The Kruzenshtern is heading for Spain’s Santa Cruz de Tenerife where she is expected to arrive on December 25. The Sedov will make its first stopover in Spain’s Las Palmas on December 31

KALININGRAD, December 8. /TASS/. Russia’s legendary windjammers The Sedov and The Kruzenshtern have entered the Baltic Sea to begin the Peace Sails round-the-world voyage, the expedition’s press center said on Sunday.

The expedition, being held from November 2019 to December 2020, for the first involves all the three Russian training windjammers. Along with the Sedov and the Kruzenshtern, the Pallada is taking part. She sailed off from Vladivostok in the Russian Far East on November 1 to make a round-the world voyage along with the Sedov. The Kruzenshtern will make a trans-Atlantic voyage.

The seeing off ceremony for the Sedov and the Kruzenshtern was held in Kaliningrad on Saturday but the ships put to sea only on Sunday because of the stormy weather.

"The Sedov and Kruzenshtern captains used the so-called window when the wind slackened to navigate the ships via the Kaliningrad seaway canal to the sea," the press center said.

The Kruzenshtern is heading for Spain’s Santa Cruz de Tenerife where she is expected to arrive on December 25. The Sedov will make its first stopover in Spain’s Las Palmas on December 31.

The expedition is dedicated to the 200th anniversary of the discovery of Antarctica by the Russian expedition led by Fabian Gottlieb von Bellingshausen, known in Russia as Faddey Bellingshausen, and Mikhail Lazarev and the 75th anniversary of the victory over Nazism. It involves 692 students of naval schools and 56 sea cadets.

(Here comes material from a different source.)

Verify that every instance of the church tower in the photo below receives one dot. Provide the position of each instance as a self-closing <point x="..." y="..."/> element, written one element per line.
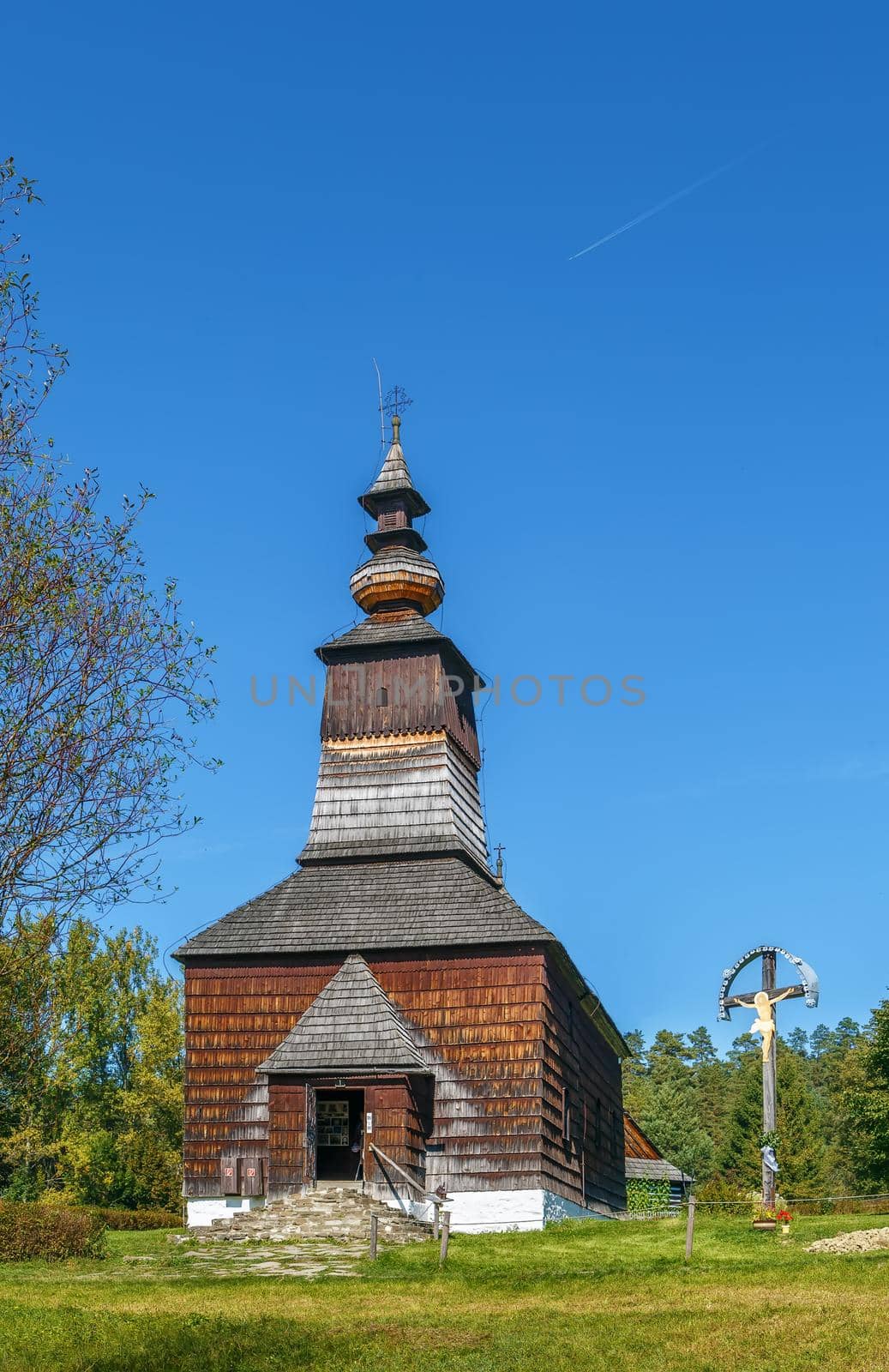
<point x="387" y="1014"/>
<point x="399" y="749"/>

The ships will call at more than 40 ports in North and South America, Africa, Europe, and Oceania. In all, the three ships are to cover a distance of about 100,000 nautical miles.

The Kruzenshtern

The Kruzenshtern, a four-masted barque, was built in 1926 at Geestemnde in Bremerhaven, Germany and was given the Italian name of the Padua (after the Italian city). She was surrendered to the Soviet Union in 1946 as war reparation and renamed after the early 19th century Baltic German explorer in Russian service, Adam Johann Krusenstern (1770-1846). The world’s last classical sailing ship originally built as such, she is still in use, mainly for training purposes, with her homeports in Kaliningrad (formerly Koenigsberg) and Murmansk.

The Sedov

The Sedov barque, originally named the Magdalene Vinnen II, was launched in Kiel in 1921 at the Friedrich Krupp Germaniwrft. She was used as a cargo ship voyaging from Europe to South America, Australia, South East Asia and Oceania. In 1936, the Magdalene Vinnen II was sold to Norddeutscher Lloyd, Bremen and renamed the Kommodore Johnsen. The new owner modified it to a cargo-carrying training ship, and apart from its permanent crew, the ship was to have 50 to 60 trainee officers aboard on each journey. She came under Russian state ownership after the surrender of Germany, in December 1945, when the British handed over the ship to the Soviet Union as war reparation. In the Soviet Union, she was converted into a sail training vessel of the Soviet Navy. She was renamed the Sedov after the Arctic explorer Georgy Sedov who died during an Arctic expedition in 1914.

Today, the Sedov is a sail training vessel. The barque has been entered into the Guinness Book of World Records as the largest traditional sailing ship in operation. The 117.5-meter-long ship has sails more than 4,000 square meters in area. She holds the official world sailing ship's speed record of 18.32 knots.